Update: Introduction to Modeling in blender

Over the time we have been working with blender my understanding of how 3D modeling works has expanded greatly. All I learned has been too much to elaborate in the full depth it deserves in these usual short post, so I’ll try and keep it brief. Beyond just adding objects, I learned the importance of modifiers on modeling. These change the very base of what you are making dramatically. I have also become proficient in an array of tools to manipulate polygons to achieve the shapes I want. Still, I am not finished, but I have made a head, neck and body for the robot we are building for this lesson.

Bouncing Ball

We took a quick break from the lesson in a book. During this lesson we practiced applying the principle of Squash and Stretch in Animate CC by using keyframes. We inserted keyframes before distorting the ball to ensure the warp effects only the intended frames rather than the whole timeline.

This was the first ball.


And this was the second.

Animate CC lesson 2

This lesson had us make a logo for an imaginary coffee shop. Rather than an animated GIF like the last lesson, this lesson was a static image. The purpose of this lesson was to familiarize ourselves with the various shape building tools of animate CC. This was an interesting assignment because while I still used the material provided in the book I as well found other ways within the program to replicate similar effects.

Intro to Animate CC

As of January 8th, my animation class has been studying the Animate CC classroom in a book to understand the program. The first lesson was to familiarize ourselves with the timeline, the library, and the properties panel of the program, all fundamental components. Through this we did a small one hour mini project to make a short GIF.

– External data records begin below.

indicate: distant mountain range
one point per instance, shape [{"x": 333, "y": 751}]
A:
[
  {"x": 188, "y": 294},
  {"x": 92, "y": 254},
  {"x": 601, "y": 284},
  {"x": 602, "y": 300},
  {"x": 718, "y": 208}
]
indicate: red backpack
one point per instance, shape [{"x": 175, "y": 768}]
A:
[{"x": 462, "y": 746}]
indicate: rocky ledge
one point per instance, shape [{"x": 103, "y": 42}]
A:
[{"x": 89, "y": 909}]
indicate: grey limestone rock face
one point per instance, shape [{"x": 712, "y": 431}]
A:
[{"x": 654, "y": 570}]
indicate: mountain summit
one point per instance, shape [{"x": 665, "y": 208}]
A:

This would be the short GIF project. There was a lot of quality loss while exporting the file type. Personal improvement is needed there.

Rotoscope Overview

Over the past month I worked with another aspiring animator Victor Diaz to make a small rotoscope animation.

Our first step was to record a video to draw on. We made a short 15 second clip. After condensing it to the manageable size of 8 frames per second, we could begin work.

After this would come the longest step that would take about 28 hours to finish. During this part Victor and I would split the video up between ourselves, draw an outline on the parent video frame by frame, and color it.

Finally, we put the pieces together into one video and uploaded it. Rotoscoping was an interesting process. It was very time consuming for a return of only about 15 seconds, but nonetheless was a good experience to have.